Comment 2 GCC Commits 2023-02-02 10:02:28 UTC
The master branch has been updated by Andre Simoes Dias Vieira <avieira@gcc.gnu.org>:

https://gcc.gnu.org/g:d45ec8a732f449647afa89e46b80a4e0614ec28d

commit r13-5647-gd45ec8a732f449647afa89e46b80a4e0614ec28d
Author: Andre Vieira <andre.simoesdiasvieira@arm.com>
Date:   Thu Feb 2 10:01:13 2023 +0000

    arm: Remove unnecessary zero-extending of MVE predicates before use [PR 107674]
    
    This patch teaches GCC that zero-extending a MVE predicate from 16-bits to
    32-bits and then only using 16-bits is a no-op.
    It does so in two steps:
    - it lets gcc know that it can access any MVE predicate mode using any other MVE
    predicate mode without needing to copy it, using the TARGET_MODES_TIEABLE_P hook,
    - it teaches simplify_subreg to optimize a subreg with a vector outermode, by
    replacing this outermode with a same-sized integer mode and trying the
    avalailable optimizations, then if successful it surrounds the result with a
    subreg casting it back to the original vector outermode.
    
    gcc/ChangeLog:
    
            PR target/107674
            * config/arm/arm.cc (arm_hard_regno_mode_ok): Use new MACRO.
            (arm_modes_tieable_p): Make MVE predicate modes tieable.
            * config/arm/arm.h (VALID_MVE_PRED_MODE):  New define.
            * simplify-rtx.cc (simplify_context::simplify_subreg): Teach
            simplify_subreg to simplify subregs where the outermode is not scalar.
    
    gcc/testsuite/ChangeLog:
    
            * gcc.target/arm/mve/mve_vpt.c: Change to remove unecessary zero-extend.
Comment 3 Stam Markianos-Wright 2023-04-04 10:36:28 UTC
Thank you, Andre for fixing the Part 1 in this ticket :)
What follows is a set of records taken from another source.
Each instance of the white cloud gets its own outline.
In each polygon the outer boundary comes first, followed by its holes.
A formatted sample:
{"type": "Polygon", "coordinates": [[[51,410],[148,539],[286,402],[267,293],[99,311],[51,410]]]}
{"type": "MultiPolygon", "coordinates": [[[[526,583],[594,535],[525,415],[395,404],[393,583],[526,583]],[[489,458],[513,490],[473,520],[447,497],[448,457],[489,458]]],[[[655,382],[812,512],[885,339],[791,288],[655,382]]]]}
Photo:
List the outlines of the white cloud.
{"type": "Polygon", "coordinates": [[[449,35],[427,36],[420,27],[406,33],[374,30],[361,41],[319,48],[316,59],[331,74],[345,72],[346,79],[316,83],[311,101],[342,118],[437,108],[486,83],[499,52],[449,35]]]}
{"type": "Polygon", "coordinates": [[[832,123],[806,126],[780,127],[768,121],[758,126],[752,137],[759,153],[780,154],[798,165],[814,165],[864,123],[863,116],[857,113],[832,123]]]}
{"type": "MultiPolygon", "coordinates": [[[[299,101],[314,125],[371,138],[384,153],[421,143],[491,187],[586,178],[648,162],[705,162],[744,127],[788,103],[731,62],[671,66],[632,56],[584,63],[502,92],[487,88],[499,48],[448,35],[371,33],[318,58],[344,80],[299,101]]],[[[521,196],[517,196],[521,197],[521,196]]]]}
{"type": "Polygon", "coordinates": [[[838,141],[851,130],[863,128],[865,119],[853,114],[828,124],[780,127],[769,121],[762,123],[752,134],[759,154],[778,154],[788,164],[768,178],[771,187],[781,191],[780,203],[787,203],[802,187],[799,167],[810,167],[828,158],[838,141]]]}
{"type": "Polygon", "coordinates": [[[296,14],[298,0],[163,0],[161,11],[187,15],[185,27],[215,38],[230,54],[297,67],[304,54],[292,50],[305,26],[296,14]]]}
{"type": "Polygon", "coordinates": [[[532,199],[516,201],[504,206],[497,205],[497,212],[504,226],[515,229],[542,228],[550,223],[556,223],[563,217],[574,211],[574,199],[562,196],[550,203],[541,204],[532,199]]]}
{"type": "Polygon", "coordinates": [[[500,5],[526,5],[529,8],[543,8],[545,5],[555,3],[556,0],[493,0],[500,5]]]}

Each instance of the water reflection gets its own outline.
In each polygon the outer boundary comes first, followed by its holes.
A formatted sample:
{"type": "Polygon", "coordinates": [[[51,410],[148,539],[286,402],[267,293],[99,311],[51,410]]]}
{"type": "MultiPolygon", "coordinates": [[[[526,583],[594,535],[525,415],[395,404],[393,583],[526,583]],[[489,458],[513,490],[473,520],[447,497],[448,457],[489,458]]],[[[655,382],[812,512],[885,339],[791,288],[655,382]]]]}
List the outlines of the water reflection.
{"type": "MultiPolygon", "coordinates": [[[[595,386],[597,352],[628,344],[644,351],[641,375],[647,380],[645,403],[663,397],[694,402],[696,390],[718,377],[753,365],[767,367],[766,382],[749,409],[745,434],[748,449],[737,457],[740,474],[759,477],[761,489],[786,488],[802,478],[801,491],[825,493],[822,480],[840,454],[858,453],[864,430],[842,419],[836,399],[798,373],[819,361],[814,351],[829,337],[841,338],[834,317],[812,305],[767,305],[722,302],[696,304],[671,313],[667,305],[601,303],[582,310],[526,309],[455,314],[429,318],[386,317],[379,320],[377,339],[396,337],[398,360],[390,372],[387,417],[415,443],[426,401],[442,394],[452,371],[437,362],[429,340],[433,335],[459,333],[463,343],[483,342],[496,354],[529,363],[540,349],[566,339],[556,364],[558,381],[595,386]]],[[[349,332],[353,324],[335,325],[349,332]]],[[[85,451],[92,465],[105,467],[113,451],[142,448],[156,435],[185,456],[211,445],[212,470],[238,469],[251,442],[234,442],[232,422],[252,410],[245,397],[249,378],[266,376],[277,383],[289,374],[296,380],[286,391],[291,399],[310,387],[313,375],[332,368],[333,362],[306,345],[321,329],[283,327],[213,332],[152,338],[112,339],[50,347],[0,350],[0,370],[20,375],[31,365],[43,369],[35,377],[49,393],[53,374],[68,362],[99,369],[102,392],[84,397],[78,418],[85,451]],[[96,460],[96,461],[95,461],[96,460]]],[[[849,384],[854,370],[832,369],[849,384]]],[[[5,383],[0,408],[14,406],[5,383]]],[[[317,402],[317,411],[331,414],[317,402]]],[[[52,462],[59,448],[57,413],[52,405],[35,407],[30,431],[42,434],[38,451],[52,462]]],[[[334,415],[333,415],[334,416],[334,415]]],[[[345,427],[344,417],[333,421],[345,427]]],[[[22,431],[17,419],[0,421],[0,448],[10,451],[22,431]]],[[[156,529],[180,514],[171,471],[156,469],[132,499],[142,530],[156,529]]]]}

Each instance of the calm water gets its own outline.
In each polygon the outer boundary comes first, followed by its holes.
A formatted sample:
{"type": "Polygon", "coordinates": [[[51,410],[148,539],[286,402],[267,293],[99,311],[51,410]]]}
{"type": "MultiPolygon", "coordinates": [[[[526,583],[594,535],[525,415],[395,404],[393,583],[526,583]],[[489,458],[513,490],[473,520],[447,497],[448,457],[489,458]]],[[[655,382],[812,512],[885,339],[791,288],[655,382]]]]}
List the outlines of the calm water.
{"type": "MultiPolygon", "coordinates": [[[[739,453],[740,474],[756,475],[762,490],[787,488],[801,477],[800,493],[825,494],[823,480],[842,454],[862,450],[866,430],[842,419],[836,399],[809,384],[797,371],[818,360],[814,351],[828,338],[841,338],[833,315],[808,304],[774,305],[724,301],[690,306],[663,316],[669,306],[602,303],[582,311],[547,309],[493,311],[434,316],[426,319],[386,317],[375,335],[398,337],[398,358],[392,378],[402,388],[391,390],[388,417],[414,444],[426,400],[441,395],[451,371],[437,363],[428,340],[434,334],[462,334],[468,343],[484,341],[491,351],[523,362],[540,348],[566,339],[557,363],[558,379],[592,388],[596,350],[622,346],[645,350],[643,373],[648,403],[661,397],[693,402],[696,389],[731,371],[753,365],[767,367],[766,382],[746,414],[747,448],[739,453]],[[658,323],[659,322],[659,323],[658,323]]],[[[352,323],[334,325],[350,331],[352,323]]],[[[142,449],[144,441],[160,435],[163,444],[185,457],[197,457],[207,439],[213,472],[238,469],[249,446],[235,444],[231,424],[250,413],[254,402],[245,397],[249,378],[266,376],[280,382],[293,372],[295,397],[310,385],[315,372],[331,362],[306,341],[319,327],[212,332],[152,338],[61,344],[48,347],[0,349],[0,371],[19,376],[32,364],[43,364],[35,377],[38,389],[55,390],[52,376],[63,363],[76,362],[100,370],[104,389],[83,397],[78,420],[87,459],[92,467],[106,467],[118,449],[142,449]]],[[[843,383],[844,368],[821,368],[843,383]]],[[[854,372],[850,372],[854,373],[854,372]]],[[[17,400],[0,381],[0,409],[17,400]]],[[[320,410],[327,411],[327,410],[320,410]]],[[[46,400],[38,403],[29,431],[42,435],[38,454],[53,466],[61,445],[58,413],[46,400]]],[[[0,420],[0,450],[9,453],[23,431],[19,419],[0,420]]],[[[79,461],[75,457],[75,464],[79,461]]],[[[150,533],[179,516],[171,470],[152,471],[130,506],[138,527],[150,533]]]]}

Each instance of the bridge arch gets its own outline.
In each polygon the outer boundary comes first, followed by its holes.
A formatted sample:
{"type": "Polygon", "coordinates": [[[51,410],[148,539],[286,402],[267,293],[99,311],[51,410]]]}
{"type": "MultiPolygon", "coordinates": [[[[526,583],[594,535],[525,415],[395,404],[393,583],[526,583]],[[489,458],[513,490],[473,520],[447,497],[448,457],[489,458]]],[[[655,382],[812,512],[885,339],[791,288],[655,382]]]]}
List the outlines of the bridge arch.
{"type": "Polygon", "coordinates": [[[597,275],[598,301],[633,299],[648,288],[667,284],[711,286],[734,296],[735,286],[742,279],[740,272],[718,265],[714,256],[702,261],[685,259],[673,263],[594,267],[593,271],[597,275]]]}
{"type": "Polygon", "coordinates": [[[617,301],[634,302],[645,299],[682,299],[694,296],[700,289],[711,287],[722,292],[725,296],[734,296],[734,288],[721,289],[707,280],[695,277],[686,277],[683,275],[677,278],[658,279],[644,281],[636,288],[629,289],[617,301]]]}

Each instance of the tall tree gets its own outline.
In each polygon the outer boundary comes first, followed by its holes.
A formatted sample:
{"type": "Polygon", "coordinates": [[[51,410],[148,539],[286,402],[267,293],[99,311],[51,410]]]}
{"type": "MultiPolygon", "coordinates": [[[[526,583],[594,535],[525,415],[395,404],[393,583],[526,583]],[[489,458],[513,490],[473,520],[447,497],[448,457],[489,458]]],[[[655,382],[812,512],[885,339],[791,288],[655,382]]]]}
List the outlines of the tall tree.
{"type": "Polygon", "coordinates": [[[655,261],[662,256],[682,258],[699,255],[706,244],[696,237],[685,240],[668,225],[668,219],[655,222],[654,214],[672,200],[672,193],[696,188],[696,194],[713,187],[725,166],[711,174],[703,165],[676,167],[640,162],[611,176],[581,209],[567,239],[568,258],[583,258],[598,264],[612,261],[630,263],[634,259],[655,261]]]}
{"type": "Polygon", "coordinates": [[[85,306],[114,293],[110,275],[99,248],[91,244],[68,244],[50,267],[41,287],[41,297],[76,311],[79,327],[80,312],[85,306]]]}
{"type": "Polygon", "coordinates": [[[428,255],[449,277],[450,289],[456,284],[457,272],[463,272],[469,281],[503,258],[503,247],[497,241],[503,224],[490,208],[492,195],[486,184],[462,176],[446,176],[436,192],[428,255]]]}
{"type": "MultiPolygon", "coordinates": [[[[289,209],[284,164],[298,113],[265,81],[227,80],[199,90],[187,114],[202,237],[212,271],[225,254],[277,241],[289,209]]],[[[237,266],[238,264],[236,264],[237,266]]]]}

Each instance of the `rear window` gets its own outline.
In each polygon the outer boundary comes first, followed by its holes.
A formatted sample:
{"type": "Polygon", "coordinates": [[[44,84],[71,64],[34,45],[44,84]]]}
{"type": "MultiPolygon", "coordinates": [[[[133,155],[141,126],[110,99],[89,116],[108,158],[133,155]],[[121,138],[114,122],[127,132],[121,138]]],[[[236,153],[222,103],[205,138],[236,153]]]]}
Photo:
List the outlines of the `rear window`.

The part 2 we've found to be a regression since r13-416-g485a0ae0982abe and is also the reason why the mve_*_memory_nodes tests are currently failing.
Comment 4 GCC Commits 2023-04-06 15:36:53 UTC
The master branch has been updated by Richard Earnshaw <rearnsha@gcc.gnu.org>:

https://gcc.gnu.org/g:ddc9b5ee13cd686c8674f92d46045563c06a23ea

commit r13-7114-gddc9b5ee13cd686c8674f92d46045563c06a23ea
Author: Richard Earnshaw <rearnsha@arm.com>
Date:   Thu Apr 6 14:44:30 2023 +0100

    arm: mve: fix auto-inc generation [PR107674]
    
    My change r13-416-g485a0ae0982abe caused the compiler to stop
    generating auto-inc operations on mve loads and stores.  The fix
    is to check whether there is a replacement register available
    when in strict mode and the register is still a pseudo.
    
    gcc:
    
            PR target/107674
            * config/arm/arm.cc (arm_effective_regno): New function.
            (mve_vector_mem_operand): Use it.
Comment 5 Stam Markianos-Wright 2023-04-18 15:12:08 UTC
Thanks Richard! I believe this is now fixed. This is likely not applicable for backporting as Andre's changes included some mid-end additions and it's only a missed-optimization regression -- hence closing this ticket.